Another thing that surely can be done is to improve hearing tests. Apparently, hearing tests are insufficiently complex—which seems odd in an age when we can do anything with technology.
Most clinicians who manage patients with hearing loss will admit that conventional hearing tests are imperfect, despite the important information they provide. The imperfections in conventional hearing tests are due to the fact that it is a simple measure that is trying to quantify a complex process. For example, hearing tests present simple tones and words, but hearing in real-life situations involves sentences, speech, and language, which is much more complicated to hear and would require more complicated testing to evaluate.
We’re not any kind of hearing experts. But we are becoming convinced that, to make the best of the extra thirty years of life that advances in pubic health have given us, we need to be on our game for those thirty years. That means we need to hear. And we can’t allow the people we care about to recede into silence and isolation.
Life is complicated, but if hearing loss can affect life is such serious ways then let’s do what we always do when we see a problem looming. Confront it and solve it.

After seeing my mother, grandmother and mother in law suffer the consequences of hearing loss I committed to using hearing aids in my early 60’s.
I couldn’t agree more with this article. I noticed difficulty hearing in my late fifties. When it finally affected my work I got tested and subsequently received aids. My hearing loss is probably genetic and I would agree hearing aids can be a pain. But when I forget to put them in and I am out in the world, I see what a gift they have been. Get them! You won’t regret it!
I wholeheartedly agree with this article. I had noticed for a long time that my husbands hearing was really declining, which of course, he denied. The only way I could convince him to get it tested was to go along and have mine checked as well. I knew that I wasn’t hearing as well as I should either. We have since gotten our hearing aids and I am so happy with that decision. I didn’t realize how much I wasn’t hearing. He’s still a work in progress. I have to remind him daily about putting the aids in.
By the way, they are very discreet. Someone would have to really look closely to see that you’re wearing hearing aids. It’s so worth it!!
The book "Volume Control" by David Owen is an essential read on hearing and hearing loss. This article would have been more useful to some readers if it noted how we can protect our hearing better, such as using earplugs when drying your hair/running your Vitamix/going to concerts. Each amplified sound kills some hearing cells, and those cells in humans do not heal. Also a diet rich in vegetables, berries and fruits that improves endothelial function (oxygen transfer to cells) is thought to help protect all cells, including hearing cells.

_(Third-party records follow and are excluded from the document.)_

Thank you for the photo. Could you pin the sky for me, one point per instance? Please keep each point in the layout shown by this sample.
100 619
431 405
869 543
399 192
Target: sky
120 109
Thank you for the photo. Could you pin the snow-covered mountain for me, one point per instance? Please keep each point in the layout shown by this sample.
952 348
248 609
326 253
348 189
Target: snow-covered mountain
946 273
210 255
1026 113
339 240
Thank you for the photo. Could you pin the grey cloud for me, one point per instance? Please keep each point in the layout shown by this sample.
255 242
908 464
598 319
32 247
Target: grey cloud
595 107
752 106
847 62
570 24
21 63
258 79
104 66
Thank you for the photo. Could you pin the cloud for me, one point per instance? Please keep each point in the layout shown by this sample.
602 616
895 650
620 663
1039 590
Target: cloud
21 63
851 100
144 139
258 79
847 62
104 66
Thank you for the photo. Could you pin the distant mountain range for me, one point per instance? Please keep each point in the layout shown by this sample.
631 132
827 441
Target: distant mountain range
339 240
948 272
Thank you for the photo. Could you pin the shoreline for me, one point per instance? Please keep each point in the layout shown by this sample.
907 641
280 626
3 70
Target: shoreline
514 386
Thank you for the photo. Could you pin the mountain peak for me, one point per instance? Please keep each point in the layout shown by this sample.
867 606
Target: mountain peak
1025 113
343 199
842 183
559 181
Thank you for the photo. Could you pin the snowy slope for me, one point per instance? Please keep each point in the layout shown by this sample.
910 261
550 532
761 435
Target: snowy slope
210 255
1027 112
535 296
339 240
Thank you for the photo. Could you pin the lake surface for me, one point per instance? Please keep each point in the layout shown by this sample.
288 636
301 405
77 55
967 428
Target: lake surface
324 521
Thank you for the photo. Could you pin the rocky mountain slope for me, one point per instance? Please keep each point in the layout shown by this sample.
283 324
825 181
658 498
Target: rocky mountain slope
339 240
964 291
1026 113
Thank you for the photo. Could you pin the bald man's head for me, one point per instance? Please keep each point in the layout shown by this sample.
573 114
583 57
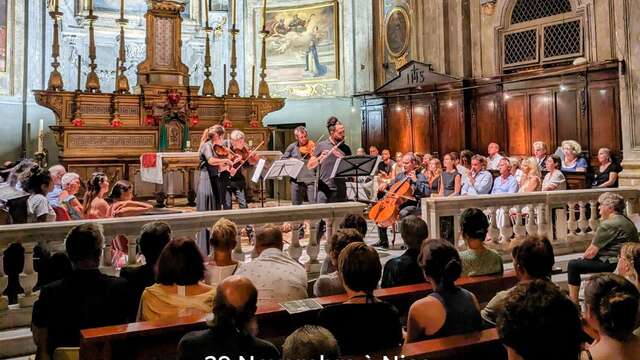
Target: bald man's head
235 303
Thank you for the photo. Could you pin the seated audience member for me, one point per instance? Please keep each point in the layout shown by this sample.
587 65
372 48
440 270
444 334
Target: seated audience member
449 310
540 154
37 181
122 203
554 180
154 236
363 323
530 180
477 259
68 199
223 240
505 183
450 180
330 284
95 205
607 173
56 172
179 290
533 259
478 180
612 309
602 255
311 342
231 333
539 322
494 157
84 299
278 277
572 161
629 263
404 269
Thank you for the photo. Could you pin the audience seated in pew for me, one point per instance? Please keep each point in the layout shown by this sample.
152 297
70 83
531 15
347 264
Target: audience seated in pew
448 310
540 322
154 236
330 284
363 323
179 290
612 308
311 342
405 269
614 229
277 276
477 259
84 299
232 331
533 259
223 240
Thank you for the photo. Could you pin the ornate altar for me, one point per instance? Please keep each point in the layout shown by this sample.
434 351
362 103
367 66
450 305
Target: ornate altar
108 131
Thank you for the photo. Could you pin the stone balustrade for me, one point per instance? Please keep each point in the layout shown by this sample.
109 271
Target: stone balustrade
568 218
51 235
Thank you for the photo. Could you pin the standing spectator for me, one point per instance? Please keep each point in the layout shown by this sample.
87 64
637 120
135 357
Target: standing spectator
602 255
57 172
84 299
494 156
154 236
278 277
363 323
607 174
611 308
478 180
540 153
231 333
405 269
533 259
554 180
572 161
477 259
539 322
449 310
223 240
179 291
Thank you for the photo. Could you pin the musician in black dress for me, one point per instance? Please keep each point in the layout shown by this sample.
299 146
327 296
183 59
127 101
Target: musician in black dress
302 150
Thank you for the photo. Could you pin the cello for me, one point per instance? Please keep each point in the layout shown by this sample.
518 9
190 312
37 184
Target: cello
386 211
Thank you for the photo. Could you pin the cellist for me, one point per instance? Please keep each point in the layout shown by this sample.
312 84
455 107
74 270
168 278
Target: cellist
420 189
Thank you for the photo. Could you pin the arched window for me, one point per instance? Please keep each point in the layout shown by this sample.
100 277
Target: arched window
541 32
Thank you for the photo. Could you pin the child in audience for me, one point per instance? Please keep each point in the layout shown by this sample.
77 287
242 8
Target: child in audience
449 310
477 259
611 308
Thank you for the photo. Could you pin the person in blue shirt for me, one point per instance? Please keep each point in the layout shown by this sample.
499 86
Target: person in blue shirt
478 180
505 183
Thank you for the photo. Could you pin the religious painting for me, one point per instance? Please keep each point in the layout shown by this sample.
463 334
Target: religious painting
397 31
303 44
3 35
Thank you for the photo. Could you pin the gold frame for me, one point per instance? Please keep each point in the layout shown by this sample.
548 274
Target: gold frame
407 18
336 23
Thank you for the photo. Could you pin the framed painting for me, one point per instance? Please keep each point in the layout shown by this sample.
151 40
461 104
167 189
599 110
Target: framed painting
303 43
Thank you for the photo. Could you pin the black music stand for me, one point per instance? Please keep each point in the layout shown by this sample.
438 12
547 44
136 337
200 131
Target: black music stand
350 166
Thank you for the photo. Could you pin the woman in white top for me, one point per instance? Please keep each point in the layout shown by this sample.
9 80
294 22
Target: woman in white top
554 180
223 240
37 181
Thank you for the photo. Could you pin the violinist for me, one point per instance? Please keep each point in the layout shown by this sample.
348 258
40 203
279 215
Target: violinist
302 149
420 189
236 184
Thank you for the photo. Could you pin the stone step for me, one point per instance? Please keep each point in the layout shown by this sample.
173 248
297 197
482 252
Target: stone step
16 342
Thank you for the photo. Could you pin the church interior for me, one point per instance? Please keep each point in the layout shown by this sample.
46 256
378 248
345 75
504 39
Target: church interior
309 179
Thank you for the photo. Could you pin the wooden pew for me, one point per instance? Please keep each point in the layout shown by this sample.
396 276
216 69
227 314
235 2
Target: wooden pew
159 339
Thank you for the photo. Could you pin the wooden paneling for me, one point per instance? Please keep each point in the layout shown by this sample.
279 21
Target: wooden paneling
517 134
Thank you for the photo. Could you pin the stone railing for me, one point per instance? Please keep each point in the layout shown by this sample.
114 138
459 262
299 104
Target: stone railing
568 218
51 235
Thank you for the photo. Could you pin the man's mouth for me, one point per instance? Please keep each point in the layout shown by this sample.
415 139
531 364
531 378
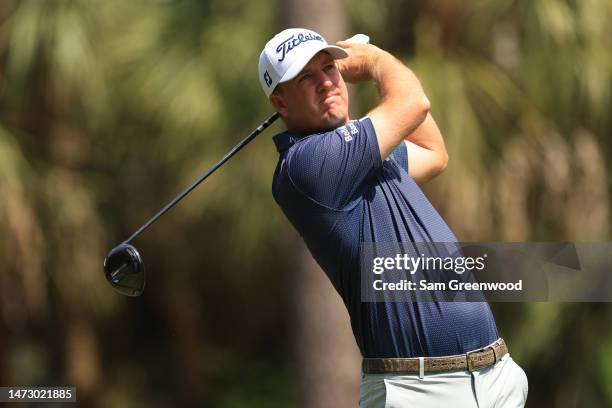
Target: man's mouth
328 100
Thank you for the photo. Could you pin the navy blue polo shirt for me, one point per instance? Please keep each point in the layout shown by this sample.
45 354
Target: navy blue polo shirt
337 192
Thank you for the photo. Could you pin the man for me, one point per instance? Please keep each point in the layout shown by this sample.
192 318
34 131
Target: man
342 183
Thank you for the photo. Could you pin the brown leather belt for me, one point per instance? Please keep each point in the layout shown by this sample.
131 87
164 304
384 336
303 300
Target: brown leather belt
470 361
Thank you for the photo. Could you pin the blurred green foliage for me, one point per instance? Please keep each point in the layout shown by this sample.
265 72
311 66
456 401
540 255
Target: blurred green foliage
110 108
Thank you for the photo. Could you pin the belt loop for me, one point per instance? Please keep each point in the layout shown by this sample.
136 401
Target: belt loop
421 367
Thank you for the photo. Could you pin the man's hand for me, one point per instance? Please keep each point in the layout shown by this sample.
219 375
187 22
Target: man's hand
361 63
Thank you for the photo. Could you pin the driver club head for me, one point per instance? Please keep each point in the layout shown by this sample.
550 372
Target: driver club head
124 269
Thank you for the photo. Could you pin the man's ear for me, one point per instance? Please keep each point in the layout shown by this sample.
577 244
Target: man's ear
279 103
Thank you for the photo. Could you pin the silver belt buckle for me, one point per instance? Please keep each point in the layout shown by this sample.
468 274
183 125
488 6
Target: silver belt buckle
469 362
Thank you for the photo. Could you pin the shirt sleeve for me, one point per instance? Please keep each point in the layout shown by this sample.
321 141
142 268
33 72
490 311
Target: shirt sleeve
400 156
330 167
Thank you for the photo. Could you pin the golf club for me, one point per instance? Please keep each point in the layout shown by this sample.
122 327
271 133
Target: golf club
123 265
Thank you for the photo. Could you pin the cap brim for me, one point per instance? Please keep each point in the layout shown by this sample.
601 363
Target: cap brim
296 68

Thank you for this article. My husband has a significant hearing loss, which has definitely led to social isolation and loss of connection with friends. He is now wearing hearing aids and experiences a huge improvement in his desire to engage in life. In social settings (especially dinner with others in a restaurant) he still needs my support to help him understand the context of some conversations. He misses a lot when people talk over each other. Hearing aids are a helpful tool, but he also needs to be aware of where he sits at a table so his best ear is positioned to hear conversations. There are many other lifestyle shifts needed when adjusting to life with a hearing disability.